What the Food and Brand Lab at Cornell does, is not science. Calling it science is a crime against the language, as well as science. For instance, they will have participants eat a variety of lunch offerings and then grade them on their perceived “healthiness.” Naturally, people get the “wrong” results, because there’s no fixed definition of “healthy” with regards to food. This allows the “scientist” doing the study to write a paper claiming that people are brainwashed into picking the wrong foods or that people need more education on diet.
Wansink’s problems just got a lot worse. Today, Brown, a Ph.D. student at the University of Groningen, published a blog post highlighting many more problems with Wansink’s research practices. First, it appears that over the years, Wansink has made a standard practice of self-plagiarism, regularly taking snippets of his text from one publication and dropping them into another — a practice that, while not as serious as outright data fraud or plagiarizing someone else’s material, is very much frowned upon. And sometimes it was more than “snippets.” Brown includes the following image of one Wansink article in which all of the yellow material (plus three of the four figures, which Brown said he couldn’t figure out how to highlight) is lifted from Wansink’s own previously published work:
In another instance, Brown writes, Wansink appears to have published the same text as two different book chapters at around the same time. “Each chapter is around 7,000 words long,” he writes. “The paragraph structures are identical. Most of the sentences are identical, or differ only in trivial details.”
What this suggests is the people running the place know full well that all of it is bullshit and nothing close to being real research. Once you come to accept that, going through the exercise of setting up dramatizations of real research work probably seems pointless. If you know the results in advance, the exercise is just silly. What we have here are adults kitted out in lab gear, live action role playing as a real scientists at a real lab. Their published work is just for the purpose of financing their fantasy game.
The root cause of the replication crisis in the soft sciences is mostly due to the fact that it is it not science. It’s market research. They try to quantify some behavior in order to pitch an idea already popular in the mass media or with the managerial class. By slapping the word “science” on it, they are pitching their role as an authority. Bill Nye, the toaster repairman, has made a killing claiming to speak for science on behalf of the cult of Gaia worship. The Cornell Food Lab does the same thing, but for nutrition and food marketing.

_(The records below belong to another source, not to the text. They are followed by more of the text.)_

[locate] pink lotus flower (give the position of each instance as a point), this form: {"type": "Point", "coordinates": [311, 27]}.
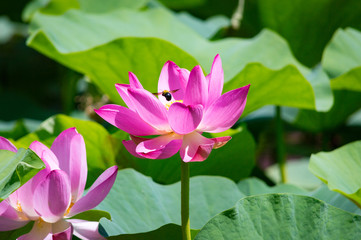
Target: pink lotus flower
{"type": "Point", "coordinates": [190, 105]}
{"type": "Point", "coordinates": [54, 195]}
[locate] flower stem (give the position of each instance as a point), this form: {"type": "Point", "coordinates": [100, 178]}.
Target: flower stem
{"type": "Point", "coordinates": [281, 159]}
{"type": "Point", "coordinates": [186, 230]}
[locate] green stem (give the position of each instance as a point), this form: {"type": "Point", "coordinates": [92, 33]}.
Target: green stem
{"type": "Point", "coordinates": [186, 230]}
{"type": "Point", "coordinates": [281, 159]}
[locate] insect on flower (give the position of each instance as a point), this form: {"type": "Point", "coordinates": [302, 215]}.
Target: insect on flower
{"type": "Point", "coordinates": [167, 94]}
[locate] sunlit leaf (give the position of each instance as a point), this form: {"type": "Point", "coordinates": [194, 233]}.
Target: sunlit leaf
{"type": "Point", "coordinates": [105, 47]}
{"type": "Point", "coordinates": [16, 169]}
{"type": "Point", "coordinates": [282, 216]}
{"type": "Point", "coordinates": [137, 204]}
{"type": "Point", "coordinates": [340, 169]}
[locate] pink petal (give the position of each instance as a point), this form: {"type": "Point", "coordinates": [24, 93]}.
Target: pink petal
{"type": "Point", "coordinates": [123, 92]}
{"type": "Point", "coordinates": [62, 230]}
{"type": "Point", "coordinates": [7, 145]}
{"type": "Point", "coordinates": [184, 119]}
{"type": "Point", "coordinates": [8, 212]}
{"type": "Point", "coordinates": [126, 120]}
{"type": "Point", "coordinates": [131, 146]}
{"type": "Point", "coordinates": [150, 109]}
{"type": "Point", "coordinates": [220, 141]}
{"type": "Point", "coordinates": [97, 192]}
{"type": "Point", "coordinates": [86, 230]}
{"type": "Point", "coordinates": [134, 82]}
{"type": "Point", "coordinates": [225, 111]}
{"type": "Point", "coordinates": [197, 88]}
{"type": "Point", "coordinates": [215, 84]}
{"type": "Point", "coordinates": [195, 147]}
{"type": "Point", "coordinates": [45, 154]}
{"type": "Point", "coordinates": [7, 224]}
{"type": "Point", "coordinates": [69, 148]}
{"type": "Point", "coordinates": [160, 147]}
{"type": "Point", "coordinates": [52, 196]}
{"type": "Point", "coordinates": [40, 230]}
{"type": "Point", "coordinates": [172, 78]}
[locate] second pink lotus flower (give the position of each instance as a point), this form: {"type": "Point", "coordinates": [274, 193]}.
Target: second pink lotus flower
{"type": "Point", "coordinates": [55, 194]}
{"type": "Point", "coordinates": [194, 105]}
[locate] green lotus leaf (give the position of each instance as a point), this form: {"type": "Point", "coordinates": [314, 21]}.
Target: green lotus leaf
{"type": "Point", "coordinates": [282, 216]}
{"type": "Point", "coordinates": [16, 169]}
{"type": "Point", "coordinates": [340, 169]}
{"type": "Point", "coordinates": [137, 204]}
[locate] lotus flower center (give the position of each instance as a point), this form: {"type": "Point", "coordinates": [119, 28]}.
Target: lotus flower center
{"type": "Point", "coordinates": [168, 104]}
{"type": "Point", "coordinates": [18, 207]}
{"type": "Point", "coordinates": [69, 208]}
{"type": "Point", "coordinates": [20, 212]}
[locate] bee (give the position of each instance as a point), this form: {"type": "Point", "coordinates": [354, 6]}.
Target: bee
{"type": "Point", "coordinates": [167, 94]}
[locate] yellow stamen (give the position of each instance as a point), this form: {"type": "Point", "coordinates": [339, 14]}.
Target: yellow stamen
{"type": "Point", "coordinates": [18, 207]}
{"type": "Point", "coordinates": [168, 104]}
{"type": "Point", "coordinates": [69, 208]}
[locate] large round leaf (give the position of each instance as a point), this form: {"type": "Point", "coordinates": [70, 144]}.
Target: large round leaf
{"type": "Point", "coordinates": [137, 204]}
{"type": "Point", "coordinates": [105, 47]}
{"type": "Point", "coordinates": [235, 160]}
{"type": "Point", "coordinates": [340, 170]}
{"type": "Point", "coordinates": [254, 186]}
{"type": "Point", "coordinates": [282, 216]}
{"type": "Point", "coordinates": [342, 60]}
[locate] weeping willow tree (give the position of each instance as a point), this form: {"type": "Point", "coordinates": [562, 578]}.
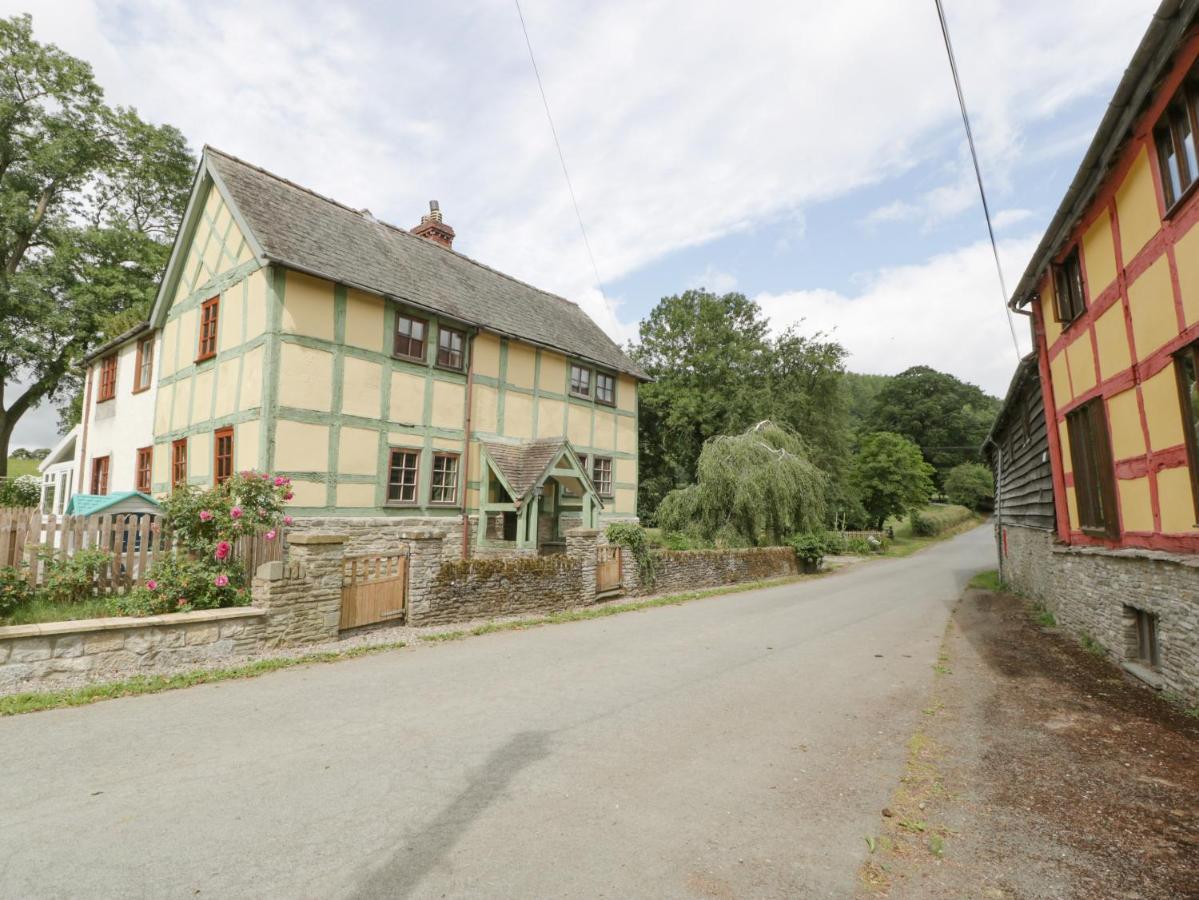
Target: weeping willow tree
{"type": "Point", "coordinates": [751, 488]}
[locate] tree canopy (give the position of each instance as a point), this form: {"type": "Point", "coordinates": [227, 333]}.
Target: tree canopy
{"type": "Point", "coordinates": [945, 416]}
{"type": "Point", "coordinates": [717, 370]}
{"type": "Point", "coordinates": [752, 488]}
{"type": "Point", "coordinates": [90, 197]}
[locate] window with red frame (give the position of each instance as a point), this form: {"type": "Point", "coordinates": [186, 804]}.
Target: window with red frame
{"type": "Point", "coordinates": [179, 463]}
{"type": "Point", "coordinates": [145, 464]}
{"type": "Point", "coordinates": [222, 452]}
{"type": "Point", "coordinates": [209, 314]}
{"type": "Point", "coordinates": [100, 475]}
{"type": "Point", "coordinates": [107, 388]}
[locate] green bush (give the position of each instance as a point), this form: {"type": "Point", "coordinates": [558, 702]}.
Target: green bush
{"type": "Point", "coordinates": [971, 485]}
{"type": "Point", "coordinates": [934, 520]}
{"type": "Point", "coordinates": [71, 579]}
{"type": "Point", "coordinates": [14, 590]}
{"type": "Point", "coordinates": [632, 537]}
{"type": "Point", "coordinates": [24, 490]}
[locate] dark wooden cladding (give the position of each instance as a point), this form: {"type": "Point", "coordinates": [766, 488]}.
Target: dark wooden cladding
{"type": "Point", "coordinates": [1019, 454]}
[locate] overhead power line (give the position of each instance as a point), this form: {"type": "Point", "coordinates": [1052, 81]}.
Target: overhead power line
{"type": "Point", "coordinates": [561, 156]}
{"type": "Point", "coordinates": [974, 155]}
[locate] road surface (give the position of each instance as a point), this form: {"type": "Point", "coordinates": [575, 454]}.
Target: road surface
{"type": "Point", "coordinates": [733, 747]}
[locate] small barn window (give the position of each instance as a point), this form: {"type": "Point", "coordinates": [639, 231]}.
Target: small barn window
{"type": "Point", "coordinates": [1090, 451]}
{"type": "Point", "coordinates": [1068, 291]}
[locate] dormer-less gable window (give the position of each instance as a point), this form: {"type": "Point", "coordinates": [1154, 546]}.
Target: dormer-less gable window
{"type": "Point", "coordinates": [1067, 282]}
{"type": "Point", "coordinates": [1175, 139]}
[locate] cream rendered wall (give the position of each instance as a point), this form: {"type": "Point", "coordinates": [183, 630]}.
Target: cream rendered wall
{"type": "Point", "coordinates": [118, 428]}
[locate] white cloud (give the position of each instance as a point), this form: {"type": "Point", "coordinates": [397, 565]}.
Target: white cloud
{"type": "Point", "coordinates": [945, 312]}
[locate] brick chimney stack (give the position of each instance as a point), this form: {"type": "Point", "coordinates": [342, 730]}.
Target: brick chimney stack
{"type": "Point", "coordinates": [432, 228]}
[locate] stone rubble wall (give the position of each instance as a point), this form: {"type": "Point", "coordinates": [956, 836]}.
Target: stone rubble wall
{"type": "Point", "coordinates": [679, 571]}
{"type": "Point", "coordinates": [1088, 589]}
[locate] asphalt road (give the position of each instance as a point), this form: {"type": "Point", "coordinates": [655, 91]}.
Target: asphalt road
{"type": "Point", "coordinates": [733, 747]}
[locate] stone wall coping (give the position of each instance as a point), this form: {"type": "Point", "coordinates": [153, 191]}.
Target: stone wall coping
{"type": "Point", "coordinates": [46, 629]}
{"type": "Point", "coordinates": [1128, 553]}
{"type": "Point", "coordinates": [315, 537]}
{"type": "Point", "coordinates": [420, 535]}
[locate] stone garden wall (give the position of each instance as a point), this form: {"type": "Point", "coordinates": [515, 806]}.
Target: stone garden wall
{"type": "Point", "coordinates": [1088, 589]}
{"type": "Point", "coordinates": [679, 571]}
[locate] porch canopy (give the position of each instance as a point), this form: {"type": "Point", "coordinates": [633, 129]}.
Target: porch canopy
{"type": "Point", "coordinates": [532, 491]}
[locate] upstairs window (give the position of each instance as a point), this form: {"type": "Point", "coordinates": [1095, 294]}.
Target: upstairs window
{"type": "Point", "coordinates": [222, 452]}
{"type": "Point", "coordinates": [606, 388]}
{"type": "Point", "coordinates": [450, 348]}
{"type": "Point", "coordinates": [107, 390]}
{"type": "Point", "coordinates": [144, 367]}
{"type": "Point", "coordinates": [100, 475]}
{"type": "Point", "coordinates": [1067, 282]}
{"type": "Point", "coordinates": [144, 467]}
{"type": "Point", "coordinates": [209, 314]}
{"type": "Point", "coordinates": [444, 487]}
{"type": "Point", "coordinates": [179, 463]}
{"type": "Point", "coordinates": [1186, 367]}
{"type": "Point", "coordinates": [1090, 451]}
{"type": "Point", "coordinates": [410, 337]}
{"type": "Point", "coordinates": [580, 381]}
{"type": "Point", "coordinates": [1175, 139]}
{"type": "Point", "coordinates": [402, 476]}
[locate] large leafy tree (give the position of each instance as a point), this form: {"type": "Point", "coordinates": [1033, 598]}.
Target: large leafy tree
{"type": "Point", "coordinates": [717, 372]}
{"type": "Point", "coordinates": [946, 417]}
{"type": "Point", "coordinates": [891, 476]}
{"type": "Point", "coordinates": [90, 197]}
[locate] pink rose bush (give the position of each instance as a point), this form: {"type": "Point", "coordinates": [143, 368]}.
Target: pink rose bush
{"type": "Point", "coordinates": [205, 525]}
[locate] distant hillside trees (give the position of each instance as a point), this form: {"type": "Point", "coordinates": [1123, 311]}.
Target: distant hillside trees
{"type": "Point", "coordinates": [90, 198]}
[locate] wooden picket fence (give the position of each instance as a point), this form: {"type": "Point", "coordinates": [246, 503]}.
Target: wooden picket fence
{"type": "Point", "coordinates": [29, 538]}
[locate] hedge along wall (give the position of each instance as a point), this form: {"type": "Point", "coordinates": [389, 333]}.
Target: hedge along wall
{"type": "Point", "coordinates": [680, 571]}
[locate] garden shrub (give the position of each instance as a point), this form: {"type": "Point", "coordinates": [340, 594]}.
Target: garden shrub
{"type": "Point", "coordinates": [14, 590]}
{"type": "Point", "coordinates": [24, 491]}
{"type": "Point", "coordinates": [632, 537]}
{"type": "Point", "coordinates": [71, 579]}
{"type": "Point", "coordinates": [935, 520]}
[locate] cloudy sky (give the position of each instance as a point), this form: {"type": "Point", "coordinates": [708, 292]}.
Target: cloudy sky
{"type": "Point", "coordinates": [808, 155]}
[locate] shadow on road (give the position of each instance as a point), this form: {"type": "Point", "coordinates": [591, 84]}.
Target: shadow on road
{"type": "Point", "coordinates": [408, 867]}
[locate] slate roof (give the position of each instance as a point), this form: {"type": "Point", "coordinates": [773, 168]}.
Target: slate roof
{"type": "Point", "coordinates": [523, 464]}
{"type": "Point", "coordinates": [309, 233]}
{"type": "Point", "coordinates": [95, 503]}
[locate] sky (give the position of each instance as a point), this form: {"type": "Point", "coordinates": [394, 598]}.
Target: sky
{"type": "Point", "coordinates": [807, 155]}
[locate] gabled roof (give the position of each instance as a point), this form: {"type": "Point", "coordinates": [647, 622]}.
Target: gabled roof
{"type": "Point", "coordinates": [96, 503]}
{"type": "Point", "coordinates": [61, 452]}
{"type": "Point", "coordinates": [523, 466]}
{"type": "Point", "coordinates": [300, 229]}
{"type": "Point", "coordinates": [1152, 58]}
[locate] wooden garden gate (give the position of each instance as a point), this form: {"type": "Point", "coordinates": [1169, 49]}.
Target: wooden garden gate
{"type": "Point", "coordinates": [608, 559]}
{"type": "Point", "coordinates": [374, 589]}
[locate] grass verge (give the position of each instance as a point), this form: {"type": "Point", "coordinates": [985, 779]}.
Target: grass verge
{"type": "Point", "coordinates": [37, 701]}
{"type": "Point", "coordinates": [578, 615]}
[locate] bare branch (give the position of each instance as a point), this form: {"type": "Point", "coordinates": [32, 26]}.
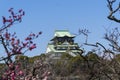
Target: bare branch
{"type": "Point", "coordinates": [113, 11]}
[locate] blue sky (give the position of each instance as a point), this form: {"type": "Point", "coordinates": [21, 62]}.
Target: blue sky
{"type": "Point", "coordinates": [50, 15]}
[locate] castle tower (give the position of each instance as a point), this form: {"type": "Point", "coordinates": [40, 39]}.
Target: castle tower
{"type": "Point", "coordinates": [63, 42]}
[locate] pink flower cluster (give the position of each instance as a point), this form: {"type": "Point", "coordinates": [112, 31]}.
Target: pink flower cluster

This points to one flaw in Karl Popper’s famous definition of science. What is unfalsifiable is classified as unscientific. Science, according Popper, is that which can be invalidated or disproved. This sounds good until you look at the Cornell Food Lab. Everything they do can be invalidated, as almost all of it is nonsense. Therefore, it meets the definition of science as described by Popper. It also means that a pseudo-science can easily masquerade as science.
A better, more narrow definition of science is that science concerns itself with causation. If A causes B then science explains how A causes B. Analysis, on the other hand, points out that whenever we see B, we often see A, therefore, there is a correlation between A and B. That’s just observation. Statistical analysis takes observation further by apply probability to it. It’s not useless and it often aids science, but it is not science. It’s simply observation and analysis, and more often than not, pseudo-science.